Tuesday, June 15, 2010

All I need to know I learned from never trusting economists

Wall Street Journal:

Spain has been scrambling in recent weeks to convince markets that it can repair both its ballooning deficit and its troubled banking sector. Spain's Socialist government plans on Wednesday to begin pushing through a controversial labor-market overhaul that seeks to address a problem that many economists say is at the heart of Europe's economic malaise: rigid labor markets that dissuade companies from investing.
...
Many economists argue that the only way for such countries to rebound is for governments to unshackle their heavily regulated economies by making it easier for businesses to operate.

Spain "as a whole needs to become more competitive, and the labor market is one of its least competitive parts," said Fernando Fernandez, an economist and professor at Madrid's IE Business School.

The country has a two-tier labor market similar to those in France and Germany. One level typically includes older, skilled workers in jobs that pay well and are protected. The second consists of younger workers who earn less and can be easily dismissed. Critics say this system has resulted in high youth unemployment and argue that deregulating the first tier would lead to the creation of more and better jobs.

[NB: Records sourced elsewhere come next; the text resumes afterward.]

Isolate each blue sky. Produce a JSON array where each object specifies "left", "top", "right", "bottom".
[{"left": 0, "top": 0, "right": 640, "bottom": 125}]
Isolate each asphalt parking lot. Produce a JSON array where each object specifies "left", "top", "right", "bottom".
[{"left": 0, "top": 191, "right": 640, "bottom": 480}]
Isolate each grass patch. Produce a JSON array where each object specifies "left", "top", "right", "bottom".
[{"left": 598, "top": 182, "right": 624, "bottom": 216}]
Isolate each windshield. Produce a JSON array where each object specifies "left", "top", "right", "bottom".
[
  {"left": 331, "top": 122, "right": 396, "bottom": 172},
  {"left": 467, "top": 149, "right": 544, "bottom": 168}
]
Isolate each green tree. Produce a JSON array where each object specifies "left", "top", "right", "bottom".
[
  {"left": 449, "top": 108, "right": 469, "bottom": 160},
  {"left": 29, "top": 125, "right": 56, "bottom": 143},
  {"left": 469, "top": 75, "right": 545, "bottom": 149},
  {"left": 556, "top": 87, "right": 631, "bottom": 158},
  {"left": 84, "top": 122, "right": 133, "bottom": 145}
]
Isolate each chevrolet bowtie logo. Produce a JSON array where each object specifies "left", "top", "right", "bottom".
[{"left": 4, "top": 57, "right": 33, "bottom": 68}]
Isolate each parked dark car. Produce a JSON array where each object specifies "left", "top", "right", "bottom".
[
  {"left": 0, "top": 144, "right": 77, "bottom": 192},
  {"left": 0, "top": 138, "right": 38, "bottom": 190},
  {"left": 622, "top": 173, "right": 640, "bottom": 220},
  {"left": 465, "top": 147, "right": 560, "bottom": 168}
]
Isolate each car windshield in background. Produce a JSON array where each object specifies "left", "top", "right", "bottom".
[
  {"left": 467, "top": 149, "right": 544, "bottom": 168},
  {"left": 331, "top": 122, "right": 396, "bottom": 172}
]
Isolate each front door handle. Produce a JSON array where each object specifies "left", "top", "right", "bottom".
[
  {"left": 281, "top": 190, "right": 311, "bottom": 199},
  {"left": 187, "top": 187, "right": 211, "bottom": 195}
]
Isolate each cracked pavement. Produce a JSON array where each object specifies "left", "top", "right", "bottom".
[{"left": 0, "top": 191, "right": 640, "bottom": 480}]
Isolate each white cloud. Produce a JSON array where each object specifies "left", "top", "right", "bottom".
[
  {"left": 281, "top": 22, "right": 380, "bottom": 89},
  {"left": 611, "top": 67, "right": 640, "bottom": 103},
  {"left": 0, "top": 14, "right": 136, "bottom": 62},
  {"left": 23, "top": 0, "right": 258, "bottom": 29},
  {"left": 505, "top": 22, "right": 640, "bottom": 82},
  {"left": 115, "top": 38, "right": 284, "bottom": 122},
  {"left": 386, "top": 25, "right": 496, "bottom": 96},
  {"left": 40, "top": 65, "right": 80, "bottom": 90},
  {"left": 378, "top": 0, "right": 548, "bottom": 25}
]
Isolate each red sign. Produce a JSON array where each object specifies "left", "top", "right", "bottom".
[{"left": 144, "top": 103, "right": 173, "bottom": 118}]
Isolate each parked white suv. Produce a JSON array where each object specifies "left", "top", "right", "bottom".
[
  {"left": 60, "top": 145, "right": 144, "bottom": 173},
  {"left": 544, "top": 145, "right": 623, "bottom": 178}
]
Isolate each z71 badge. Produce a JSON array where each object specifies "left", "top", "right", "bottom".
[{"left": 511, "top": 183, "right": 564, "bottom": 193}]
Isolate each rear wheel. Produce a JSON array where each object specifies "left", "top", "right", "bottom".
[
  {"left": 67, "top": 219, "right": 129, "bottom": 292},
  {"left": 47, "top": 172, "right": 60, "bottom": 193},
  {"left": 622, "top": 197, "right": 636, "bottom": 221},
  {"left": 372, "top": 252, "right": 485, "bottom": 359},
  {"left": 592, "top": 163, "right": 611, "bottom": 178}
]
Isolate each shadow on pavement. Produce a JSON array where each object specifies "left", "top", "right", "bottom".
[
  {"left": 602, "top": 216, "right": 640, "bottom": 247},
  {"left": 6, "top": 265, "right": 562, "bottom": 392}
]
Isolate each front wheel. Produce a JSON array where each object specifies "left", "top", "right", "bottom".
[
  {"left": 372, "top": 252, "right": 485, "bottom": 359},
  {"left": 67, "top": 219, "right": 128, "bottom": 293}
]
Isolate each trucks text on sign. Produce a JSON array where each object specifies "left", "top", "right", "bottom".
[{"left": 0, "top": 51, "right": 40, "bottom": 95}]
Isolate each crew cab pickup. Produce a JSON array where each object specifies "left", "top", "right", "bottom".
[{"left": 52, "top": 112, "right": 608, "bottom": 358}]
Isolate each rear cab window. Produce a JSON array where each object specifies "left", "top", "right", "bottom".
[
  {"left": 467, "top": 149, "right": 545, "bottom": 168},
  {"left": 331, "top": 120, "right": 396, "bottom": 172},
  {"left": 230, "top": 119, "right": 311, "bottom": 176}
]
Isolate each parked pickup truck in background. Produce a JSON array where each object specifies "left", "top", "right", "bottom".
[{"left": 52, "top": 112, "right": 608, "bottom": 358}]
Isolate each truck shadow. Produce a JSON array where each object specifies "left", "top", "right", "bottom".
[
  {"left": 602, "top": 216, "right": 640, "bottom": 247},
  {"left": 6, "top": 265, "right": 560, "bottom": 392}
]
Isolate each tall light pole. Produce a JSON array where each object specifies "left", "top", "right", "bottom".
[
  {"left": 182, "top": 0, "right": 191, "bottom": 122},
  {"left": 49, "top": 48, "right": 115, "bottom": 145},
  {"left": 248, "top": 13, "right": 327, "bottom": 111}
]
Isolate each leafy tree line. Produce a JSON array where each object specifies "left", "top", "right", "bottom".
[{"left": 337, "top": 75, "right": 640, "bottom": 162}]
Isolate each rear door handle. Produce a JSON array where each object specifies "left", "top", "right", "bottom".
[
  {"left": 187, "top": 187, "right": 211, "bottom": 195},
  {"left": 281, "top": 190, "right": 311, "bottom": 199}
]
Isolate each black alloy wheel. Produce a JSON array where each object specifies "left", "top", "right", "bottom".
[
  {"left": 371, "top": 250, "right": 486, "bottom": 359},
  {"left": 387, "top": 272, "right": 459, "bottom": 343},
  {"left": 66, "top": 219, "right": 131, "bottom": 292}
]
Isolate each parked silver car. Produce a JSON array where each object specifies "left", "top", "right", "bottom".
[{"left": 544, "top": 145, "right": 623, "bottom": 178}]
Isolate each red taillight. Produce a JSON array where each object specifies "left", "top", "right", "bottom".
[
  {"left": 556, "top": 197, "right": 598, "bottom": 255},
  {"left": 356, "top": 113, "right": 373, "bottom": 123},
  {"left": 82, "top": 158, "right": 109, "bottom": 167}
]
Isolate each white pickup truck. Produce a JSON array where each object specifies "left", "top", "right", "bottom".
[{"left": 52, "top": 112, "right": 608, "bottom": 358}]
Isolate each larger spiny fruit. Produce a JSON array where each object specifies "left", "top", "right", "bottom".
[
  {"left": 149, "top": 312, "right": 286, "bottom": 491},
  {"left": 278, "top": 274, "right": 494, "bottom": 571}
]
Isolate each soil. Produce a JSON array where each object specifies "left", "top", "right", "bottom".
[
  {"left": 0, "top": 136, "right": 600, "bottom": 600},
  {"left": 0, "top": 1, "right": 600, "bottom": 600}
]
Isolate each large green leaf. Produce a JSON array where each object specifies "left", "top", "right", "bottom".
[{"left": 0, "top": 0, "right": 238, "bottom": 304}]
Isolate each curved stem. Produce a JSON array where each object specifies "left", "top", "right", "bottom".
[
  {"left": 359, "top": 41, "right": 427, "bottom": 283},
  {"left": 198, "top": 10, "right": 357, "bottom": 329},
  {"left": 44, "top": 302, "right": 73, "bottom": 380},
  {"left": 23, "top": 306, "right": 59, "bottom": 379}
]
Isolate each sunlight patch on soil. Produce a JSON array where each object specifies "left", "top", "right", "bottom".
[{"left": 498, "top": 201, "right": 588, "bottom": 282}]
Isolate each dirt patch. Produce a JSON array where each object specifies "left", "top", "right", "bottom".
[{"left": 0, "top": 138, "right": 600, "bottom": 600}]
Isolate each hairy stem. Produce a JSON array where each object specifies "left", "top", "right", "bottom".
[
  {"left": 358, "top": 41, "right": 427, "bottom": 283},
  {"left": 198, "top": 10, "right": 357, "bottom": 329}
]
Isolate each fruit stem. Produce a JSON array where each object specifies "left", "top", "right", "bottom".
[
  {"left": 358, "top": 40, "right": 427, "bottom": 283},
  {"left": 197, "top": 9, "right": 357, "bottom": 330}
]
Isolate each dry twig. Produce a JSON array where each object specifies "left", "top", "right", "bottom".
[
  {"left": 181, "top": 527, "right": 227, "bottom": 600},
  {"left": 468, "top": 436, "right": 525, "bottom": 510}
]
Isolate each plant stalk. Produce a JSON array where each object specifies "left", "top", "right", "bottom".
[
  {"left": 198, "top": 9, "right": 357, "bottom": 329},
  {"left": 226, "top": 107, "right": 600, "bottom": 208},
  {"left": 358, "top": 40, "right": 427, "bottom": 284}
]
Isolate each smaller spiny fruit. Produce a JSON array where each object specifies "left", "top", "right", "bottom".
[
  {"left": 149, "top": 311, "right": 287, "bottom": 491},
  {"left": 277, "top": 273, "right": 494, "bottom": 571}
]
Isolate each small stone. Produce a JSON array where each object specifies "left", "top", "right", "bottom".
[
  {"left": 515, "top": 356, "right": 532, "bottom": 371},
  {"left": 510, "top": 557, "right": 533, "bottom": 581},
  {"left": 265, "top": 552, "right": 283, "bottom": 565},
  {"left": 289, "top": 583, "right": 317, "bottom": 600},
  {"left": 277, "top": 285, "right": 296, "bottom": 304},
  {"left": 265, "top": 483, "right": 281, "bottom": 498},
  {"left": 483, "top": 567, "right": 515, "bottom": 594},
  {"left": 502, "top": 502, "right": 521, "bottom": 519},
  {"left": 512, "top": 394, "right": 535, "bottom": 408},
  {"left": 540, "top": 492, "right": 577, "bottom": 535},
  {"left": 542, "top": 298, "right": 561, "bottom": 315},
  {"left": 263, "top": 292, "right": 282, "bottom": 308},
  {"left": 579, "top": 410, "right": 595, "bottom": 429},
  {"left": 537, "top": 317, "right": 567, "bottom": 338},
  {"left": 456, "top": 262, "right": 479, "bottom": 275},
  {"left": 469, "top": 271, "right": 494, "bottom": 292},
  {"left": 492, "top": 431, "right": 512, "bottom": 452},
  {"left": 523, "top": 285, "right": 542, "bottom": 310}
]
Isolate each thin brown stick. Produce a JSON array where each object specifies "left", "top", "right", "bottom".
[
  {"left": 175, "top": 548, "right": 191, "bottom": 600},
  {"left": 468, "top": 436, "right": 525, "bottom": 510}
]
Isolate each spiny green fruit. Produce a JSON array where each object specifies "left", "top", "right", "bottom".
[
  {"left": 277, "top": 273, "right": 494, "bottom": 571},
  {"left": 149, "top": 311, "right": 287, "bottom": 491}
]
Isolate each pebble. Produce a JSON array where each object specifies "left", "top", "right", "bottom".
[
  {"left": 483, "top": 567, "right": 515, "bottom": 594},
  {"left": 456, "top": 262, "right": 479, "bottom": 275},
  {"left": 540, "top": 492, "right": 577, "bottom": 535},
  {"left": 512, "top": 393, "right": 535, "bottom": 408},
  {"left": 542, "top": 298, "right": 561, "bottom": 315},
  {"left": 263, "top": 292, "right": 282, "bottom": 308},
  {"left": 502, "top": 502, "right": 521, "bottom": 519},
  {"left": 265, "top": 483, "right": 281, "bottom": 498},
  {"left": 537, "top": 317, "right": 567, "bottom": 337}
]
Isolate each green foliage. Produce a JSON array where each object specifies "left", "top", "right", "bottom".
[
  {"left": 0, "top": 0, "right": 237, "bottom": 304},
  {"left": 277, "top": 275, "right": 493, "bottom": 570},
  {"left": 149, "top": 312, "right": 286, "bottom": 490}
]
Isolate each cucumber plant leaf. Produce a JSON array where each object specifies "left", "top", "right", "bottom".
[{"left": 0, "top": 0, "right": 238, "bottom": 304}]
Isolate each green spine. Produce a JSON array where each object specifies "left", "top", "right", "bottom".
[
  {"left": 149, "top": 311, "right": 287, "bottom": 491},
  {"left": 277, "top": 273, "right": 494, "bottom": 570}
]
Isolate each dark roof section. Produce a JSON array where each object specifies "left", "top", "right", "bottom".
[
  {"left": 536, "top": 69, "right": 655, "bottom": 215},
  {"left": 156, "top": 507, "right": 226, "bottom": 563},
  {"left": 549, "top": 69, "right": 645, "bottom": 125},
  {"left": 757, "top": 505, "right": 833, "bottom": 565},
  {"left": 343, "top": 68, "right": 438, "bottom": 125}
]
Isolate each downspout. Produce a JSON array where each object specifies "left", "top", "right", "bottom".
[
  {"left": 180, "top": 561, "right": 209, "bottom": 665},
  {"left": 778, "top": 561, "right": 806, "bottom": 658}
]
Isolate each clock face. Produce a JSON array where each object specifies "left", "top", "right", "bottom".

Insofar as economics is the art of delivering bad news to the public in the sunny dialect of investors, we may extrapolate from "jobs that pay well and are protected" to "the creation of more and better jobs" everything we need to know.

2 comments:

Anonymous said...

everything i needed to know about economics i (wished i had) learned right here.

ASP said...

economics is the art of delivering bad news to the public in the sunny dialect of investors

Excellent observation. Dismantling workers' rights becomes "deregulation" and even "unshackling" of the economy, while "more and better jobs" is meant to suggest there will be more of the better jobs although, of course, no such thing is said.